If you asked me to name the half dozen filmmakers I would most love to see take a stab at directing a James Bond movie, I seriously doubt that I would have put Sam Mendes on the list. My first choice would probably be Quentin Tarantino, if only because I’ve long nurtured the fantasy that if QT were ever to set aside his highly specialized ’70s pulp fetishes and sign on to make, you know, a mainstream Hollywood movie, it could be a spectacular thing to see. There are other directors who would be obvious choices to helm a Bond extravaganza: Paul Greengrass, with his Bourne-again whipsaw extravagance, or Christopher Nolan, who with his two Batman movies proved that he’s exactly what a great Bond filmmaker (at least in my eyes) needs to be — a fantasist rooted in the real world. I’d also love to see what Kathryn Bigelow could do with an 007 installment. Beyond her pyrotechnical action chops, surely she would offer a novel angle on the ultimate big-screen ladies’ man.
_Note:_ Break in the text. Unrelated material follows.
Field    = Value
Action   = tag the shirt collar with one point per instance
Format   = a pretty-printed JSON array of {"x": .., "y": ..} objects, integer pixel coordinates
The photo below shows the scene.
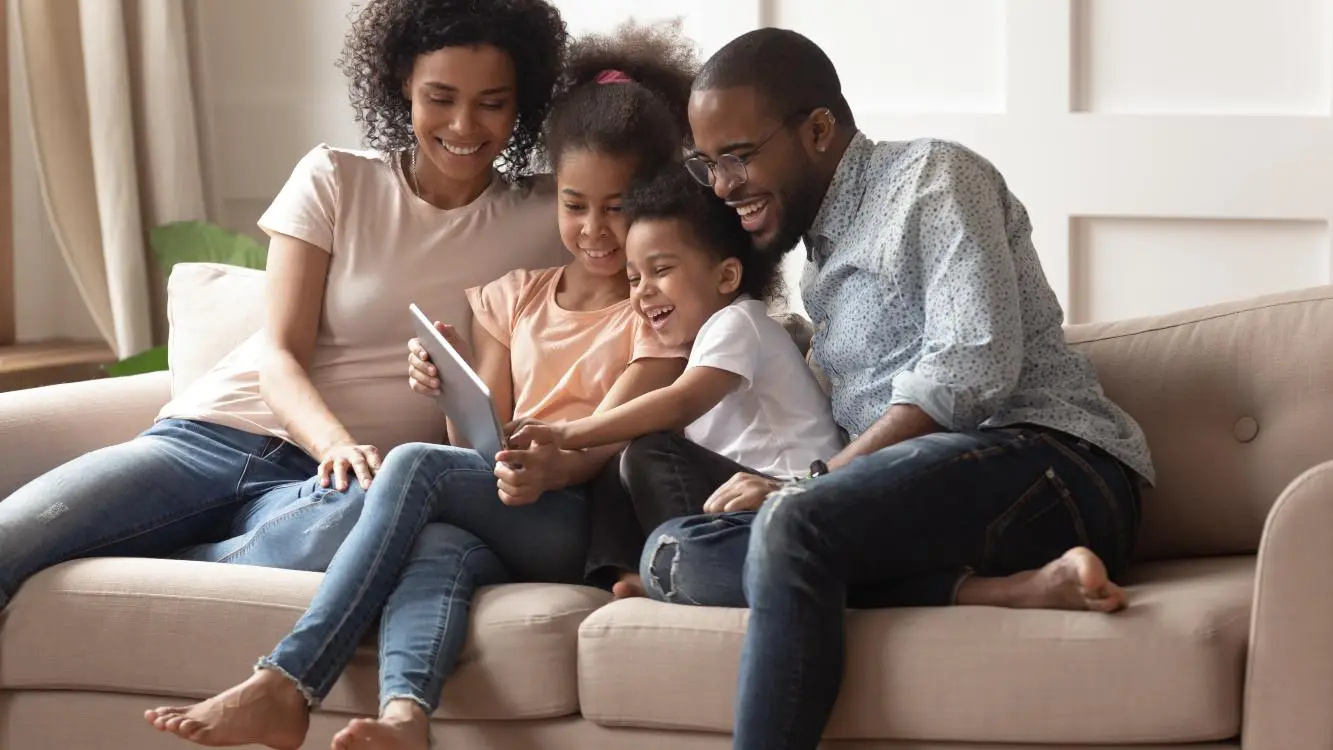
[{"x": 844, "y": 193}]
Yet when I read that Mendes, the doomy poet of suburban distress (American Beauty, Revolutionary Road), was in talks to direct the 23rd Bond adventure, with a script co-written by the deviously clever Peter Morgan (Frost/Nixon, The Queen) and Daniel Craig once again cast as the fabled superspy, my gut instinct said: Inspired choice! Mendes may be far from my favorite filmmaker (is he anyone’s?), but he’s a director of sharp personality and stately visual dazzle (he’s also British, which means that he’s got those posh and dagger-sharp Bond manners wired into his DNA), and as he proved in Jarhead, he can bring off massively scaled feats of logistical action as well. What Mendes brings to the table is just what the Bond series needs right now: not wilder gadgets or more caffeinated editing or bold new ways to order a cocktail, but a laser-like fixation on the cool dark interiors of outwardly slick and seamless characters.
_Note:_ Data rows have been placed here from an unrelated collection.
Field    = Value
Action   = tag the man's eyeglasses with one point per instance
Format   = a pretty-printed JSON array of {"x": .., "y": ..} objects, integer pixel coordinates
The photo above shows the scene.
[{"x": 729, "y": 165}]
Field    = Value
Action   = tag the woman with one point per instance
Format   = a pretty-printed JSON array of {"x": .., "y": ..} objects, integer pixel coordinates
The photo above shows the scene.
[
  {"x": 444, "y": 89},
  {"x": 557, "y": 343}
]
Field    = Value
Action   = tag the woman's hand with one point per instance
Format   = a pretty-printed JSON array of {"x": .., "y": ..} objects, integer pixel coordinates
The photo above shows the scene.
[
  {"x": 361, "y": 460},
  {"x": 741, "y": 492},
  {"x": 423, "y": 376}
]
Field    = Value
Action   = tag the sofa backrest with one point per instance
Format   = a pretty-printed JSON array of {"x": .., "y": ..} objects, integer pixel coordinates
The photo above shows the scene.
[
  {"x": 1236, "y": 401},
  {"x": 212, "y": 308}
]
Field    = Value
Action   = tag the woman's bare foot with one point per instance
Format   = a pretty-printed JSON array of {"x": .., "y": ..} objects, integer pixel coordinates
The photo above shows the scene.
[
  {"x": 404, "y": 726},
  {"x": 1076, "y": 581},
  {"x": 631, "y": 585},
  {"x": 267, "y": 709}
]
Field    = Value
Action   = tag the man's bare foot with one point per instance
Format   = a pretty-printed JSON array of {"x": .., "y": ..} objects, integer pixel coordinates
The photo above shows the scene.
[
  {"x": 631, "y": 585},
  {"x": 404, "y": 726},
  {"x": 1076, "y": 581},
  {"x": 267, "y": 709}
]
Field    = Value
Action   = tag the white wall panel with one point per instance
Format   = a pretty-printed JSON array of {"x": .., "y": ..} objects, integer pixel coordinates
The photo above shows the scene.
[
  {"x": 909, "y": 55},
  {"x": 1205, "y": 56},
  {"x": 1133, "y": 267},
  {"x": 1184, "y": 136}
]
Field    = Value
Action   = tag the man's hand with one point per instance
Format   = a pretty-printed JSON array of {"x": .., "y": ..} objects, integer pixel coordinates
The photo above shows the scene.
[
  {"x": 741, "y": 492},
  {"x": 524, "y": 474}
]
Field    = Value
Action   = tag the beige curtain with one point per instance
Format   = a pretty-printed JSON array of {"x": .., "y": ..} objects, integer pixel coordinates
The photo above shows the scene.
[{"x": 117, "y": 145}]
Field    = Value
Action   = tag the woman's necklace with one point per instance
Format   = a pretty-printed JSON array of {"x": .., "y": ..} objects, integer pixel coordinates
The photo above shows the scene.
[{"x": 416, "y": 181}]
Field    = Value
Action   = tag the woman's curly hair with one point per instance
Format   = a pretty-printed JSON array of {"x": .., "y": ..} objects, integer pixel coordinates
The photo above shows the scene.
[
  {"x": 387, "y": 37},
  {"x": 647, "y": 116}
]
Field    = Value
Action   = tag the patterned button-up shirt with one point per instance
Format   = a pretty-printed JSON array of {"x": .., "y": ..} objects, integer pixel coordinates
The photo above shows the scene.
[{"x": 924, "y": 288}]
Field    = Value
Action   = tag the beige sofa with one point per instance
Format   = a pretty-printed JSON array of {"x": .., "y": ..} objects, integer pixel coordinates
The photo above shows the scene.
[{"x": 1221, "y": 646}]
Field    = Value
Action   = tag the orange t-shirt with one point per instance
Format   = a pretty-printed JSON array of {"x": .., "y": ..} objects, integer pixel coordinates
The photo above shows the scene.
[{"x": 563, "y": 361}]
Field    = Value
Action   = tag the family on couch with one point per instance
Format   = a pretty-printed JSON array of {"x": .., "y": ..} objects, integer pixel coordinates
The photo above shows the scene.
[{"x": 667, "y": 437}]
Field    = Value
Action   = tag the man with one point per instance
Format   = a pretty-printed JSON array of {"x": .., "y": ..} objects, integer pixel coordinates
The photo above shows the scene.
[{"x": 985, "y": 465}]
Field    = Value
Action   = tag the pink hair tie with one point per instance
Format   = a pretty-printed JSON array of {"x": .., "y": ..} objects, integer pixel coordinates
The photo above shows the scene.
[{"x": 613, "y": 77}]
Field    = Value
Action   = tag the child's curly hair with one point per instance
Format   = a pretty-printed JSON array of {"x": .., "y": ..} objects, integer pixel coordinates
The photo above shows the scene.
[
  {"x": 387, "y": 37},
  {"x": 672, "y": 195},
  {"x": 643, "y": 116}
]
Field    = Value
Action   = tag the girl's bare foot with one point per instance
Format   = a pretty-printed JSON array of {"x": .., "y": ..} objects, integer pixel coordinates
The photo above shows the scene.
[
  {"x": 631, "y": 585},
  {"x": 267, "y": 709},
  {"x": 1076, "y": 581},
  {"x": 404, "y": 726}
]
The Mendes news, which has yet to be finalized, could hardly come at a better moment, since the Bond series is now at a crucial fork-in-the-road juncture. As readers of this blog know, I thought Casino Royale was the best film of 2006, and also one of the best movies of the decade. For me, it was bliss (I could watch it once a month), and so much more than a “ride” — without at all shortchanging Bond’s ultra-sleuth essence, it cast him as an arrestingly ruthless and complicated hero, and that made the movie as suspenseful and engulfing as a modern-day Hitchcock thriller. The director, Martin Campbell (GoldenEye), brought back the danger of Bond. In an era when our obsession with the visual threatens to swallow up everything that movies can be, the producers of the Bond series, by backing this high-end concept for a franchise reboot, brought off a rare heroic act of anti-cynicism. They took the Bond films, which had been devolving into bloated stuntfests ever since The Spy Who Loved Me (1977) kicked the series into high roller-coaster gear, and said: Let’s re-invent these movies as…movies. And it worked, stunningly.
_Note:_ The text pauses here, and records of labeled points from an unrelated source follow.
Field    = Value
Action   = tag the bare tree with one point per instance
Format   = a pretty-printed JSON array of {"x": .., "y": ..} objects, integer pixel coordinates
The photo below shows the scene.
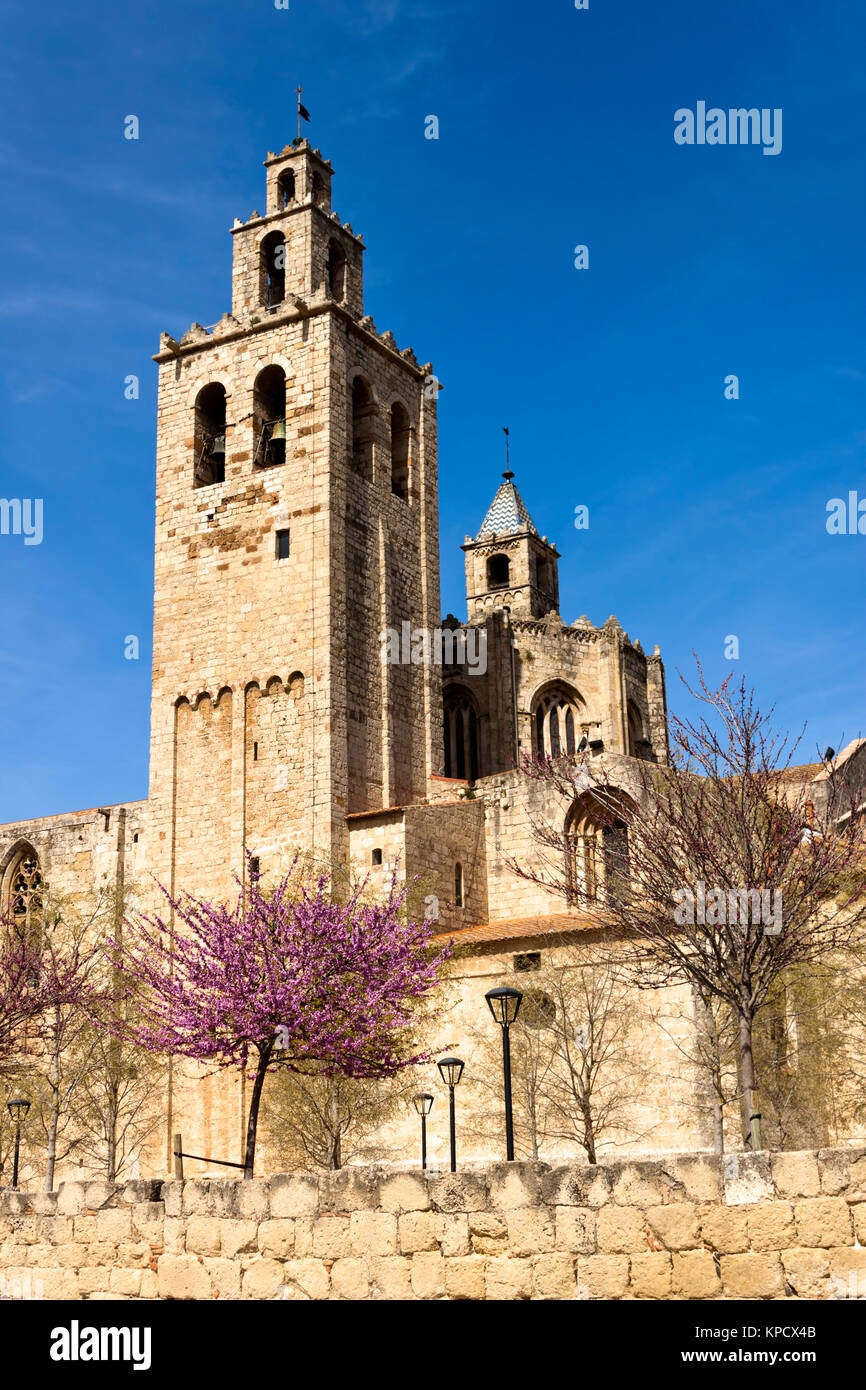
[
  {"x": 317, "y": 1121},
  {"x": 717, "y": 863}
]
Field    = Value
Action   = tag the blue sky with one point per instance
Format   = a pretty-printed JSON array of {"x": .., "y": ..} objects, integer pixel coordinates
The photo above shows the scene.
[{"x": 556, "y": 129}]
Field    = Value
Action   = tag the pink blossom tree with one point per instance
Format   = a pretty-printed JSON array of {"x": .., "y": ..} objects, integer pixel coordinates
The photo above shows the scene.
[{"x": 288, "y": 977}]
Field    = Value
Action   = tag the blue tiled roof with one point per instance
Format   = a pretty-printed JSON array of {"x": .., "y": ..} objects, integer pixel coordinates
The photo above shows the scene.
[{"x": 506, "y": 512}]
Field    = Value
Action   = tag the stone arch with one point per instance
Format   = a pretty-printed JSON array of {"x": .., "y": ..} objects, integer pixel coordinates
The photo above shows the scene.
[
  {"x": 362, "y": 427},
  {"x": 597, "y": 845},
  {"x": 210, "y": 414},
  {"x": 558, "y": 715},
  {"x": 271, "y": 268},
  {"x": 401, "y": 445},
  {"x": 462, "y": 730},
  {"x": 22, "y": 887}
]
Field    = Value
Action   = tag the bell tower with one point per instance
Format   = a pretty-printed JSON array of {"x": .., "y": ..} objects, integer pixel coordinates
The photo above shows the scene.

Except that Casino Royale generated an acclaim, and an excitement among fans, that didn’t necessarily translate into some ultimate bonanza at the box office. Domestically, the film made $167 million — almost exactly what the previous Bond film, Die Another Day (2002), had done four years earlier. Better Bond didn’t necessarily mean bigger Bond. And so the producers did what producers tend to do: They got scared. And second-guessed themselves. Quantum of Solace (2008), the disappointing sequel, wasn’t just a misfire — it was positioned, cynically, to be a shallower action antidote to the heady, indelible intrigue of Casino Royale. It played like a mediocre Roger Moore opus intercut with faux-Bourne chase sequences, and the new cutthroat charisma that Craig had brought to the role mostly got left on the cutting-room floor.
Mendes is just the director to bring it back. This is probably as good a place as any to insert a cheap joke about his fixation on upper-middle-class ennui, so let’s get the bad joke out of the way: When we first meet Mendes’ Bond, will he be stuck in some unhappy marriage on the outskirts of London, which he’ll escape with the handy excuse of having to trot around the globe to avert an apocalyptic terrorist crisis? Will the movie be called From Suburbia With Love? GoldenAngst? Okay, I humbly apologize for those wretchedly obligatory Sam Mendes “jokes.”
What I do think is that Mendes can fashion a Bond thriller in which the tension — as it was in Casino Royale — is rooted in psychology, relationships, and a tantalizing glimpse of the man behind the license to kill. Maybe the movie will actually give us a villain as memorable as the actor who plays him (I suggest Christoph Waltz as a thinly veiled version of Dick Cheney), or a Bond girl as ravishingly ambiguous as Eva Green’s Vesper Lynd. Or maybe Mendes will try for something radical that’s never been done in a Bond movie before. The point is that a great Bond film needs to thrill us by surprising us, and the best way to do that is by inviting James Bond to surprise himself.
So what do you think of the idea of Sam Mendes directing Bond? And are there any other filmmakers who you’d like to see take a crack at the franchise?